Returns orthographic neighbourhood count (Coltheart I<N>) within the SUBTLEX corpus. Called in array context, also returns a reference to an array of the neighbours retrieved, if any.

=cut

sub on_count {
    my ( $self, %args ) = @_;
    croak 'No words to test' if !$args{'string'};
    my $word = lc( $args{'string'} );
    require Lingua::Orthon;
    my $ortho = Lingua::Orthon->new();
    my ( $z, @orthons ) = (0);
    open my $fh, q{<}, $self->{'path'} or die "$!\n";
    while (<$fh>) {
        next if $. == 1;    # skip column heading line
        /^([^,]+)/sxm or next;
        my $test = lc($1);
        if ( $ortho->are_orthons( $word, $test ) ) {
            push @orthons, $test;
            $z++;
        }
    }
    close $fh;
    return wantarray ? ( $z, \@orthons ) : $z;
}

=head3 on_freq_max

 $m = $subtlex->on_freq_max(string => $letters);

Returns the maximum SUBTLEX frequency per million among the orthographic neighbours (per Coltheart I<N>) of a particular letter-string. If (unusually) all the frequencies are the same, then that value is returned.
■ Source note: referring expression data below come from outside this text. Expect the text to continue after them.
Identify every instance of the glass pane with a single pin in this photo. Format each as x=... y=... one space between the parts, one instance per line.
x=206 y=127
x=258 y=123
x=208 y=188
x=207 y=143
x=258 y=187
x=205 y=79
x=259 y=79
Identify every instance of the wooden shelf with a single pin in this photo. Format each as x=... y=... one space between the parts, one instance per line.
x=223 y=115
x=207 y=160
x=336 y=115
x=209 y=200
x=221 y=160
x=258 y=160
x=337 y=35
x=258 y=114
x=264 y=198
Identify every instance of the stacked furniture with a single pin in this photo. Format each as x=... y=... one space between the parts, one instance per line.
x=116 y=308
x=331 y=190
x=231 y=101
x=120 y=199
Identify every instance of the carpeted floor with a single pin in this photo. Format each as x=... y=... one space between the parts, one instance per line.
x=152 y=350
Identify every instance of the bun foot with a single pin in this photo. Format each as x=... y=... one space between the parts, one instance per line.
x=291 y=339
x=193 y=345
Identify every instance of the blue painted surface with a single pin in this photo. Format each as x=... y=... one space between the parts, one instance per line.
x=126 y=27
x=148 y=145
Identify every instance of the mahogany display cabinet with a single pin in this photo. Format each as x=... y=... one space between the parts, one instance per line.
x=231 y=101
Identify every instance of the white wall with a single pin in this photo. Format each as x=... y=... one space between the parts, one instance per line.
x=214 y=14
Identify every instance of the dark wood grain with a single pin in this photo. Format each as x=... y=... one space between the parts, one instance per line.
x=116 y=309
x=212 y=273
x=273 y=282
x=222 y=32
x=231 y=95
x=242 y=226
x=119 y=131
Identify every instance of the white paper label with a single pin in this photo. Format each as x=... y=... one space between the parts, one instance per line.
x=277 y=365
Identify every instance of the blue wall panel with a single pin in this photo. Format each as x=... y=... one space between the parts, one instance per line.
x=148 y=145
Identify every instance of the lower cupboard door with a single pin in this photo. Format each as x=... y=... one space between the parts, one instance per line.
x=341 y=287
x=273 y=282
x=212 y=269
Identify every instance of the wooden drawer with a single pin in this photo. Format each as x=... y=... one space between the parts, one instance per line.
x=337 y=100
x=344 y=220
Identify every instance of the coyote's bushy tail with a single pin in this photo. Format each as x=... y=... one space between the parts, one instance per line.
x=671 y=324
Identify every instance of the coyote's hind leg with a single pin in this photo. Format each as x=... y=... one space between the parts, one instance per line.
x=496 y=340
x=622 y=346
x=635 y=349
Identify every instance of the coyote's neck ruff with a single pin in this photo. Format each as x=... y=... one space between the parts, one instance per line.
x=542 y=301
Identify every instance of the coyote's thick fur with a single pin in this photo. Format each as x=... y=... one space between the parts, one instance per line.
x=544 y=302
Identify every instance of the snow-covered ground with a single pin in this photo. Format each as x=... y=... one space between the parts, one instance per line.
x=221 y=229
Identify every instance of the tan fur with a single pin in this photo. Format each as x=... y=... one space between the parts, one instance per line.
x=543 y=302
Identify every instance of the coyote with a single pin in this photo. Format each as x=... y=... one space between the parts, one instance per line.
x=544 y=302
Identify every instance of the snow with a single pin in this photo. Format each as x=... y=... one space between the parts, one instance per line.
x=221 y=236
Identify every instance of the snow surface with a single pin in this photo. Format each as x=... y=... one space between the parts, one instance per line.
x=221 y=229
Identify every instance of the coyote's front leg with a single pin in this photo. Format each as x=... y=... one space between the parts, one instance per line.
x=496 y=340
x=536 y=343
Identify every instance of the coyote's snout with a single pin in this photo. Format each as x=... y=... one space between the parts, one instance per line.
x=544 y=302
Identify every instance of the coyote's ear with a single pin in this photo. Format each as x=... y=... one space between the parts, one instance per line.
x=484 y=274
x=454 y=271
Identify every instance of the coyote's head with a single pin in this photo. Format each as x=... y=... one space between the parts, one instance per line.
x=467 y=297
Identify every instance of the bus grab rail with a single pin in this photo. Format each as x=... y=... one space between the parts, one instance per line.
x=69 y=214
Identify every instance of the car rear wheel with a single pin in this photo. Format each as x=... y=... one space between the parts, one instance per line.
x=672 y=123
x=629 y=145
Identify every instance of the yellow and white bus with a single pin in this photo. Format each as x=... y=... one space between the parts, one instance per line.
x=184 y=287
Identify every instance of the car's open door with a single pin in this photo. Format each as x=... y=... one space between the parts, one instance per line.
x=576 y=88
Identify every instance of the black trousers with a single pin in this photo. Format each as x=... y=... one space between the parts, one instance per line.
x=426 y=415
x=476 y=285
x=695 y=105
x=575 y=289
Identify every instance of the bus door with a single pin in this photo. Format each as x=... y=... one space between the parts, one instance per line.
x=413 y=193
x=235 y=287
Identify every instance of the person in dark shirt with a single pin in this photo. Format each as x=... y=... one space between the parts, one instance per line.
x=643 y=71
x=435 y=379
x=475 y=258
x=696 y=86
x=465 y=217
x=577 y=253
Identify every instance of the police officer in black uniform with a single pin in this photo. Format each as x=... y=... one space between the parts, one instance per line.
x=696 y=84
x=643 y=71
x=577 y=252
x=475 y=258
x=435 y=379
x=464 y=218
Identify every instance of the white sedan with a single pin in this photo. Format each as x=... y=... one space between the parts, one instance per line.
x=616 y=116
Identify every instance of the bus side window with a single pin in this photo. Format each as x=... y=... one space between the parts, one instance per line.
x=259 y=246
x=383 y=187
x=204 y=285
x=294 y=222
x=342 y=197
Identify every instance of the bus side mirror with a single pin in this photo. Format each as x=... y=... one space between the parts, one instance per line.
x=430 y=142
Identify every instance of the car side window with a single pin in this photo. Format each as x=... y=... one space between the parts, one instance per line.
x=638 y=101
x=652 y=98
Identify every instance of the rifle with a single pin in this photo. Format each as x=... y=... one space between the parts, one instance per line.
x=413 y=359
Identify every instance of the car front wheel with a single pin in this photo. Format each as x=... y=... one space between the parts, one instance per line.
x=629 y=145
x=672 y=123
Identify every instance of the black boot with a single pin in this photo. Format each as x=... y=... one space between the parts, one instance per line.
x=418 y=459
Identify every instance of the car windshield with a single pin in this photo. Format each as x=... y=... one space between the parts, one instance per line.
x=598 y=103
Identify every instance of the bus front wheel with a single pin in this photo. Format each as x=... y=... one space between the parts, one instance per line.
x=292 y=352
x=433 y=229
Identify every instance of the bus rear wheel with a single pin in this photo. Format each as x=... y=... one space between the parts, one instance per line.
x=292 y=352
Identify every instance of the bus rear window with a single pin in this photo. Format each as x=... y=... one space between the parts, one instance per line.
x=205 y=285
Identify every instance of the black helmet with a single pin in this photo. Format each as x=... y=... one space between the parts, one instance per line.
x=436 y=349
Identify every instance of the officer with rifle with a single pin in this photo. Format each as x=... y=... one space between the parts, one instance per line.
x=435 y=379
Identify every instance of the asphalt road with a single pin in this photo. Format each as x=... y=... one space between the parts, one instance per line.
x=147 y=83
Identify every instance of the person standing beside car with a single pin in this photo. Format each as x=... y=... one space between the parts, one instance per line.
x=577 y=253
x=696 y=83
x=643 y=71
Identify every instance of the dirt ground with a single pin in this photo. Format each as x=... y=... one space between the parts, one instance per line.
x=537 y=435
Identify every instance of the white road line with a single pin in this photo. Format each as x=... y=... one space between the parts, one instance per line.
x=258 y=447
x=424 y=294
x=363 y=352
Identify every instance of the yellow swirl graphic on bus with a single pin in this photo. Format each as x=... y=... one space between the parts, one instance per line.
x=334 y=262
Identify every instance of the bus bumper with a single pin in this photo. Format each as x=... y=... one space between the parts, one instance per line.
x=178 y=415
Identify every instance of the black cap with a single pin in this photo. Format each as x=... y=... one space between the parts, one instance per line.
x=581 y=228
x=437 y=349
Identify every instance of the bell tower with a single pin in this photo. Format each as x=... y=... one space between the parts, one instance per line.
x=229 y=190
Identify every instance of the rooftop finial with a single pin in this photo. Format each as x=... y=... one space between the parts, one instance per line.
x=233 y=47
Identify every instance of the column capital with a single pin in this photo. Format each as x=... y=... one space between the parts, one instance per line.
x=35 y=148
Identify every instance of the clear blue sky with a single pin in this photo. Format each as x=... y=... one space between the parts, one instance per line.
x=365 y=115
If the string has no (Coltheart-type) neighbours, undef is returned.

=cut

sub on_freq_max {
    my ( $self, %args ) = @_;
    croak 'No words to test' if !$args{'string'};
    my $frq_aref = _get_orthon_f( $args{'string'}, $self->{'path'}, 5 );
    return scalar @{$frq_aref} ? max( @{$frq_aref} ) : undef;
}

=head3 on_freq_mean

 $m = $subtlex->on_freq_mean(string => $letters);

Returns the mean SUBTLEX frequencies per million of the orthographic neighbours (per Coltheart I<N>) of a particular letter-string. If the string has no (Coltheart-type) neighbours, undef is returned. 

=cut

sub on_freq_mean {
    my ( $self, %args ) = @_;
    croak 'No words to test' if !$args{'string'};
    my $frq_aref = _get_orthon_f( $args{'string'}, $self->{'path'}, 5 );
    return scalar @{$frq_aref} ? mean( @{$frq_aref} ) : undef;
}

=head3 on_lfreq_mean

 $m = $subtlex->on_lfreq_mean(string => $letters);

Returns the mean log of SUBTLEX frequencies of the orthographic neighbours (per Coltheart I<N>) of a particular letter-string. If the string has no  (Coltheart-type) neighbours, undef is returned.

=cut

sub on_lfreq_mean {
    my ( $self, %args ) = @_;
    croak 'No words to test' if !$args{'string'};
    my $frq_aref = _get_orthon_f( $args{'string'}, $self->{'path'}, 6 );
    return scalar @{$frq_aref} ? mean( @{$frq_aref} ) : undef;
}

=head3 on_zipf_mean

 $m = $subtlex->on_zipf_mean(string => $letters);

Returns the mean zipf of SUBTLEX frequencies of the orthographic neighbours (per Coltheart I<N>) of a given letter-string. If the string has no (Coltheart-type) <b></b>neighbours, undef is returned.

=cut

sub on_zipf_mean {
    my ( $self, %args ) = @_;
    croak 'No words to test' if !$args{'string'};
    my $frq_aref = _get_orthon_f( $args{'string'}, $self->{'path'}, 14 );
    return scalar @{$frq_aref} ? mean( @{$frq_aref} ) : undef;
}

=head3 on_ldist

 $m = $subtlex->on_ldist(string => $letters, lim => 20);

I<Alias>: ldist

Returns the mean L<Levenshtein Distance|http://www.let.rug.nl/%7Ekleiweg/lev/levenshtein.html> from a letter-string to its B<lim> closest orthographic neighbours. The default B<lim>it is 20, as defined in Yarkoni et al. (2008). The module uses the matrix-based calculation of Levenshtein Distance as implemented in this author's L<Lingua::Orthon|Lingua::Orthon> module. No defined value is returned if no Levenshtein Distance is found (whereas zero would connote "identical to everything").

=cut

sub on_ldist {
    my ( $self, %args ) = @_;
    croak 'No words to test' if !$args{'string'};
    $args{'lim'} ||= 20;
    return _get_orthon_ldist( $args{'string'}, $self->{'path'}, $args{'lim'} );
}
*ldist = \&on_ldist;

=head2 Retrieving letter-strings/words

=head3 list_strings

 $aref = $subtlex->list_words(freq => [1, 20], onc => [0, 3], length => [4, 4], cv_pattern => 'CVCV', regex => '^f');
 $aref = $subtlex->list_words(zipf => [0, 2], onc => [0, 3], length => [4, 4], cv_pattern => 'CVCV', regex => '^f');

I<Alias>: list_words

Returns a list of words from the SUBTLEX corpus that satisfies certain criteria: minimum and/or maximum letter-length (specified by the named argument B<length>), minimum and/or maximum frequency (argument B<freq>) or zip-frequency (argument B<zipf>), minimum and/or maximum orthographic neighbourhood count (argument B<onc>), a consonant-vowel pattern (argument B<cv_pattern>), or a specific regular expression (argument B<regex>).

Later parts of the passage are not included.